学生「(やや関西なまりで)あの〜、すいません、ちょっといいですか?」
オイラ「はい。」
学生「あの人(三浦鯉登)に声がよかったって言っといてくれません?」
オイラ「あ、いいですけど、本人に直接言ってみたらどうですか?」
学生「ちょっと照れくさいんです。」
オイラ「はぁ。本人喜ぶと思いますよ。」
学生「いいですいいです。彼の声ってシティーハンターのサエバリョウににてると思いません?」
オイラ「言われて見るとそうですね。」
学生「シティーハンターってところが、年がばれるんですけど。」
オイラ「そうですかね?」
学生「30なんです。」
オイラ「あ〜、そうなんですか。」
学生「(声をかけるの)よろしくおねがいします。」
オイラ「あ、はい、分かりました。」
うーむ、年齢とは関係なく純粋な部分は純粋なのね。
そして、ここに記された会話が、この日大学に8時間以上滞在して学生と会話をした全記録である。
バラシも終わり。
学内を三浦鯉登と丸井さんと言う東浦社会福祉協議会の職員さんと一緒に探検した。
端から見ると、どう見ても謎のおやじ集団だ。
かわらない景色と変わってしまった景色とみて、改めて自分たちが過ごした4年間を回想してみたり、景色にリンクした記憶がフラッシュバックしたり。

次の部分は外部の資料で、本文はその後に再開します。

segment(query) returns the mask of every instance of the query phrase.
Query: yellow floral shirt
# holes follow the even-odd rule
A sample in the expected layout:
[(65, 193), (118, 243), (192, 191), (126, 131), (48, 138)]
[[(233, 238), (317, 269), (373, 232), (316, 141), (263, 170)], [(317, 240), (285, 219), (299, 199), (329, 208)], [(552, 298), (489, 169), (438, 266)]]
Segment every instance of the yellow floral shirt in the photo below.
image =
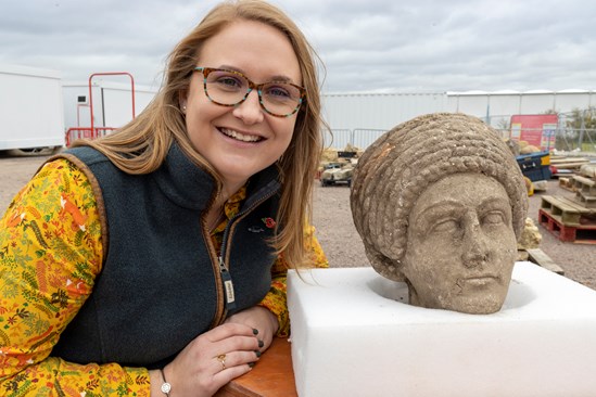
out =
[[(216, 245), (245, 190), (226, 205)], [(327, 267), (314, 228), (306, 231), (313, 266)], [(103, 252), (98, 205), (89, 180), (66, 159), (48, 163), (0, 219), (0, 395), (149, 396), (149, 372), (117, 363), (77, 364), (49, 357), (60, 334), (93, 290)], [(278, 259), (261, 303), (289, 332), (286, 269)]]

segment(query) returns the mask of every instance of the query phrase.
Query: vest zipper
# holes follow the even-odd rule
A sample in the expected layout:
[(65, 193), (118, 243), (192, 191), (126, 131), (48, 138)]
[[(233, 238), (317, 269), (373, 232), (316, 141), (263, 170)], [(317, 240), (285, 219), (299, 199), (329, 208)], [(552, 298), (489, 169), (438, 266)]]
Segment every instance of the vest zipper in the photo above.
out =
[[(271, 191), (267, 194), (265, 194), (259, 200), (255, 201), (249, 208), (244, 208), (241, 213), (236, 214), (233, 218), (231, 218), (228, 222), (228, 226), (226, 227), (226, 231), (224, 232), (224, 239), (221, 241), (221, 251), (219, 253), (218, 265), (219, 265), (219, 276), (221, 279), (221, 283), (224, 284), (224, 306), (221, 309), (218, 309), (217, 312), (219, 316), (216, 315), (214, 326), (220, 325), (226, 320), (226, 317), (228, 315), (228, 310), (236, 308), (236, 296), (234, 296), (234, 290), (233, 290), (233, 282), (231, 280), (231, 276), (229, 272), (229, 267), (226, 266), (226, 260), (229, 261), (229, 244), (228, 241), (231, 241), (230, 236), (233, 234), (233, 229), (236, 229), (236, 223), (238, 223), (238, 220), (242, 219), (245, 215), (248, 215), (250, 212), (252, 212), (255, 207), (257, 207), (261, 203), (265, 202), (266, 200), (276, 195), (278, 190)], [(228, 287), (230, 289), (228, 291)], [(231, 295), (228, 295), (231, 293)], [(231, 303), (229, 302), (231, 296)], [(219, 298), (217, 302), (221, 302)]]
[(236, 296), (233, 291), (233, 282), (231, 280), (230, 272), (224, 265), (224, 258), (221, 255), (217, 257), (219, 260), (219, 274), (221, 276), (221, 281), (224, 283), (224, 298), (226, 300), (226, 312), (229, 310), (236, 309)]

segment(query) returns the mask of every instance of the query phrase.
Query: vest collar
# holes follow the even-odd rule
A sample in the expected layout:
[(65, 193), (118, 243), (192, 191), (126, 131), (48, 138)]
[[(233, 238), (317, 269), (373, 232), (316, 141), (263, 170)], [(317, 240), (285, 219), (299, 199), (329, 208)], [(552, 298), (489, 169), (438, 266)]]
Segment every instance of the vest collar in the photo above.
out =
[[(154, 175), (160, 190), (169, 200), (189, 209), (205, 208), (218, 183), (213, 175), (188, 158), (177, 142), (172, 144), (165, 162)], [(261, 200), (263, 195), (277, 193), (280, 187), (277, 167), (267, 167), (250, 179), (244, 206)]]

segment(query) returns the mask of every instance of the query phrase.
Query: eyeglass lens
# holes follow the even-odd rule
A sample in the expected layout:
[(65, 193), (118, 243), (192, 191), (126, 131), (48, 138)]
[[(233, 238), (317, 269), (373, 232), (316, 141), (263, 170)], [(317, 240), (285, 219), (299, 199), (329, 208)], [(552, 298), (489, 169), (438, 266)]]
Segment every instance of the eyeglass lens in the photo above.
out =
[[(289, 82), (266, 82), (251, 85), (242, 74), (233, 71), (207, 71), (205, 89), (210, 99), (221, 105), (236, 105), (246, 99), (251, 88), (258, 88), (262, 106), (276, 116), (288, 116), (297, 111), (302, 103), (300, 88)], [(251, 87), (253, 86), (253, 87)]]

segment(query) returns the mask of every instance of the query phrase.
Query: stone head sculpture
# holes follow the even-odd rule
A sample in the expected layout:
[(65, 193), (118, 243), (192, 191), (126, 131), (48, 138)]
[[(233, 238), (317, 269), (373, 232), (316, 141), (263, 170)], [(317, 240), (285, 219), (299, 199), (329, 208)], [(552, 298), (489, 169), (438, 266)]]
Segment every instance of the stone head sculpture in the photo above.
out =
[(497, 131), (464, 114), (398, 125), (359, 158), (351, 205), (372, 267), (405, 281), (411, 305), (500, 309), (528, 193)]

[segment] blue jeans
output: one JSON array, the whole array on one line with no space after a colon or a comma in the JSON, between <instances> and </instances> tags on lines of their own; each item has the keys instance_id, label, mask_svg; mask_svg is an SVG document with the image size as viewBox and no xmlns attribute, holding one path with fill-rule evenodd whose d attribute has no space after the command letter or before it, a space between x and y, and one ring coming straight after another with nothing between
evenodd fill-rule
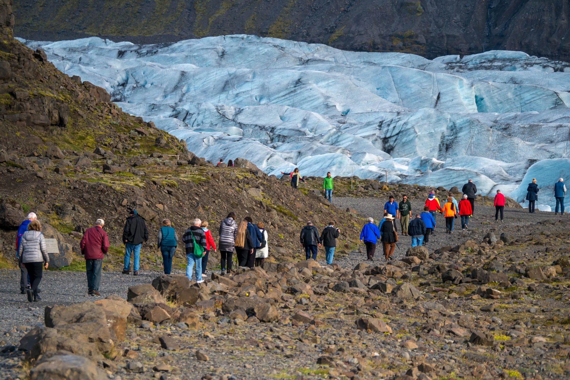
<instances>
[{"instance_id":1,"label":"blue jeans","mask_svg":"<svg viewBox=\"0 0 570 380\"><path fill-rule=\"evenodd\" d=\"M469 223L469 215L461 216L461 228L465 229Z\"/></svg>"},{"instance_id":2,"label":"blue jeans","mask_svg":"<svg viewBox=\"0 0 570 380\"><path fill-rule=\"evenodd\" d=\"M314 247L314 246L313 246ZM327 258L327 264L329 265L332 264L332 258L335 256L335 248L336 247L324 247L325 256Z\"/></svg>"},{"instance_id":3,"label":"blue jeans","mask_svg":"<svg viewBox=\"0 0 570 380\"><path fill-rule=\"evenodd\" d=\"M560 206L560 212L564 212L564 197L556 197L556 208L554 209L555 213L558 212L558 205Z\"/></svg>"},{"instance_id":4,"label":"blue jeans","mask_svg":"<svg viewBox=\"0 0 570 380\"><path fill-rule=\"evenodd\" d=\"M125 267L123 270L128 271L131 268L131 252L133 252L133 270L139 271L139 258L141 254L141 244L127 243L125 244Z\"/></svg>"},{"instance_id":5,"label":"blue jeans","mask_svg":"<svg viewBox=\"0 0 570 380\"><path fill-rule=\"evenodd\" d=\"M202 258L197 258L194 254L186 254L186 276L189 280L192 279L192 269L196 263L196 268L194 273L196 274L196 281L202 281Z\"/></svg>"},{"instance_id":6,"label":"blue jeans","mask_svg":"<svg viewBox=\"0 0 570 380\"><path fill-rule=\"evenodd\" d=\"M311 256L311 254L312 253ZM317 246L305 246L305 259L317 259Z\"/></svg>"},{"instance_id":7,"label":"blue jeans","mask_svg":"<svg viewBox=\"0 0 570 380\"><path fill-rule=\"evenodd\" d=\"M164 274L169 275L172 270L172 258L174 257L176 247L161 247L160 253L162 254L162 265L164 265Z\"/></svg>"},{"instance_id":8,"label":"blue jeans","mask_svg":"<svg viewBox=\"0 0 570 380\"><path fill-rule=\"evenodd\" d=\"M416 247L416 246L421 246L424 243L424 235L420 236L419 238L414 238L412 236L412 246Z\"/></svg>"},{"instance_id":9,"label":"blue jeans","mask_svg":"<svg viewBox=\"0 0 570 380\"><path fill-rule=\"evenodd\" d=\"M87 259L85 260L88 290L99 291L99 284L101 283L101 265L103 263L103 259Z\"/></svg>"}]
</instances>

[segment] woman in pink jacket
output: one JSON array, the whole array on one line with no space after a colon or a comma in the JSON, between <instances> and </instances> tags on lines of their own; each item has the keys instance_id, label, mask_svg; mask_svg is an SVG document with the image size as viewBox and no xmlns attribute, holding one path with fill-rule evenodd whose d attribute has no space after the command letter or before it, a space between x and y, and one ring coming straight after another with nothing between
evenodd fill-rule
<instances>
[{"instance_id":1,"label":"woman in pink jacket","mask_svg":"<svg viewBox=\"0 0 570 380\"><path fill-rule=\"evenodd\" d=\"M495 195L495 221L499 221L499 213L500 212L500 221L503 221L503 210L504 210L504 195L501 194L500 190L497 190L497 195Z\"/></svg>"}]
</instances>

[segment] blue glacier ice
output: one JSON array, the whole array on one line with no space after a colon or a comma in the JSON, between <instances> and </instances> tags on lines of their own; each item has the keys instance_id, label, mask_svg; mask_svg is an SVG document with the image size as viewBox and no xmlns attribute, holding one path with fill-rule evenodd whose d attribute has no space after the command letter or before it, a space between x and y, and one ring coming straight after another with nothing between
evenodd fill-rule
<instances>
[{"instance_id":1,"label":"blue glacier ice","mask_svg":"<svg viewBox=\"0 0 570 380\"><path fill-rule=\"evenodd\" d=\"M539 208L570 180L570 64L492 51L428 60L249 35L138 45L25 41L207 160L268 174L357 175L479 192Z\"/></svg>"}]
</instances>

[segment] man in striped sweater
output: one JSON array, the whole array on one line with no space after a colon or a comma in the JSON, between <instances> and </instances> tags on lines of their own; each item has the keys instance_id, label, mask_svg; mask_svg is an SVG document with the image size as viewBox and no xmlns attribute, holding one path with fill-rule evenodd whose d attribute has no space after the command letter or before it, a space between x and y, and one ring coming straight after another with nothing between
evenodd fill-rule
<instances>
[{"instance_id":1,"label":"man in striped sweater","mask_svg":"<svg viewBox=\"0 0 570 380\"><path fill-rule=\"evenodd\" d=\"M186 276L189 279L192 279L192 269L196 264L194 273L196 276L196 282L199 284L204 282L202 279L202 258L197 258L194 254L194 242L202 246L206 250L206 234L200 226L202 220L196 218L194 219L194 226L186 230L182 237L182 241L186 246L186 258L187 265L186 267Z\"/></svg>"}]
</instances>

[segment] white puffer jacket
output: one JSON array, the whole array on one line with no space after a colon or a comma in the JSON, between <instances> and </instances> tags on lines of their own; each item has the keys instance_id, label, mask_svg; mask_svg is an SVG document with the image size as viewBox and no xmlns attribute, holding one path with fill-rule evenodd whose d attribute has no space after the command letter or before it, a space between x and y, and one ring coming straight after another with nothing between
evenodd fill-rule
<instances>
[{"instance_id":1,"label":"white puffer jacket","mask_svg":"<svg viewBox=\"0 0 570 380\"><path fill-rule=\"evenodd\" d=\"M18 254L21 263L39 263L50 261L46 246L46 238L39 231L26 231L22 235Z\"/></svg>"},{"instance_id":2,"label":"white puffer jacket","mask_svg":"<svg viewBox=\"0 0 570 380\"><path fill-rule=\"evenodd\" d=\"M269 242L267 241L267 231L263 230L261 233L263 235L263 240L267 242L267 243L263 248L257 248L257 251L255 251L255 258L267 259L269 255Z\"/></svg>"}]
</instances>

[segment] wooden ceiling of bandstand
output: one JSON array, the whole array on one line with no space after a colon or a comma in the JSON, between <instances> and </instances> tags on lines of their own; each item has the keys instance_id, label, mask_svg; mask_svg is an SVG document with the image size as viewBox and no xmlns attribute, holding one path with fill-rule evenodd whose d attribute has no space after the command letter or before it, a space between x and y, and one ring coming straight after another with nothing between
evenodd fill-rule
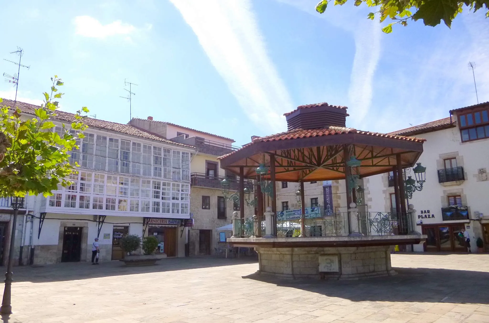
<instances>
[{"instance_id":1,"label":"wooden ceiling of bandstand","mask_svg":"<svg viewBox=\"0 0 489 323\"><path fill-rule=\"evenodd\" d=\"M332 129L333 131L332 131ZM311 135L311 130L314 131ZM294 131L296 133L294 133ZM308 136L297 135L297 131ZM270 154L275 156L276 181L307 182L345 178L345 147L361 161L360 177L387 172L397 165L413 167L422 152L424 139L329 127L323 129L295 129L255 139L240 150L219 157L221 167L244 177L256 177L255 169L265 164L269 169ZM270 172L266 177L270 178Z\"/></svg>"}]
</instances>

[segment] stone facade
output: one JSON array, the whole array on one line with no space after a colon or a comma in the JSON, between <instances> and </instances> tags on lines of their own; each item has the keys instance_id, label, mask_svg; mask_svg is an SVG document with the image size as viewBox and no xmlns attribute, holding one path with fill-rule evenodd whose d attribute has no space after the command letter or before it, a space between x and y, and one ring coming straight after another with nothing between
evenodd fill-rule
<instances>
[{"instance_id":1,"label":"stone facade","mask_svg":"<svg viewBox=\"0 0 489 323\"><path fill-rule=\"evenodd\" d=\"M280 277L355 279L395 275L391 266L391 246L342 248L256 248L260 274ZM319 272L321 255L338 257L338 272Z\"/></svg>"}]
</instances>

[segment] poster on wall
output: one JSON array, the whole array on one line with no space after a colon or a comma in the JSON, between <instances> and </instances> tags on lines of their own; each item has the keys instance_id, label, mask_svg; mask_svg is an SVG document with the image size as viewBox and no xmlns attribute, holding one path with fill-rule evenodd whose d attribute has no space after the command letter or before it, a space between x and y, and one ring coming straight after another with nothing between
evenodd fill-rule
<instances>
[{"instance_id":1,"label":"poster on wall","mask_svg":"<svg viewBox=\"0 0 489 323\"><path fill-rule=\"evenodd\" d=\"M323 215L321 214L321 208L318 206L312 206L309 208L305 208L305 213L306 218L311 219L315 217L322 217ZM284 211L277 212L277 221L286 221L287 220L295 220L300 219L301 215L302 214L302 210L287 210Z\"/></svg>"},{"instance_id":2,"label":"poster on wall","mask_svg":"<svg viewBox=\"0 0 489 323\"><path fill-rule=\"evenodd\" d=\"M323 197L324 201L324 215L333 214L333 181L323 181Z\"/></svg>"}]
</instances>

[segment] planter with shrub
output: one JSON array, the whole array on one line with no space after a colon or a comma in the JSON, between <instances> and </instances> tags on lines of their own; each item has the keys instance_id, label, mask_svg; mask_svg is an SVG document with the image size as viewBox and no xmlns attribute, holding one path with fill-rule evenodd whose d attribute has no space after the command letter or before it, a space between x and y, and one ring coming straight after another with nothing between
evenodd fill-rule
<instances>
[{"instance_id":1,"label":"planter with shrub","mask_svg":"<svg viewBox=\"0 0 489 323\"><path fill-rule=\"evenodd\" d=\"M155 242L156 244L155 244ZM121 246L127 256L120 261L124 261L126 266L147 266L154 265L166 255L155 255L155 249L158 245L158 240L154 237L147 237L143 239L142 250L144 255L133 255L133 253L141 246L141 237L137 235L129 235L121 239Z\"/></svg>"}]
</instances>

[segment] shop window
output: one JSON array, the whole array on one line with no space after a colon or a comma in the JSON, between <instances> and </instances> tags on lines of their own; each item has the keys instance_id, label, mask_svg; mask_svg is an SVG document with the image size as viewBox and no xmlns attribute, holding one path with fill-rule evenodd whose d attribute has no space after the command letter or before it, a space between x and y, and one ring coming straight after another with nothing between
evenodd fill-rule
<instances>
[{"instance_id":1,"label":"shop window","mask_svg":"<svg viewBox=\"0 0 489 323\"><path fill-rule=\"evenodd\" d=\"M217 218L226 218L226 200L223 196L217 197Z\"/></svg>"},{"instance_id":2,"label":"shop window","mask_svg":"<svg viewBox=\"0 0 489 323\"><path fill-rule=\"evenodd\" d=\"M202 195L202 210L211 209L211 197Z\"/></svg>"}]
</instances>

何かタイムマシーンに乗ったような、そんな気分になった。
ここがあって、今の自分があるんだなって、そう思えた。
中学や高校に久しぶりに行った時には味わえない感触だった。
きっとそれだけ充実してたんだろうな、大学での生活が。
そして、大学を後にして、帰路についた。
三浦鯉登を自宅まで搬送後、焼肉屋で反省会。
そこで、アンケートに目を通した。
アンケートの内容はとてもすばらしいものばかり。
曲や彼自身への感想の内容は彼の宝物なのでここでは差し控えるけど、
「声がよかった」って言うアンケートや、「ピアノの音がいい」っていうアンケートが多かったので裏方としては至福の至りだ。
でも、こんな一文を書いた人が。
「あの音響の青い服の人(陸上部主将)って、公務員さん、、、、今日は木曜日、、、、仕事は????」
ゲゲ!!
紹介の時に有給だってことを言ったもらうの忘れてた。
きっと彼女は、公務員はいつもさぼってるって誤解してしまうのかな???
やばし!!
でも、本当に素敵な一日になった。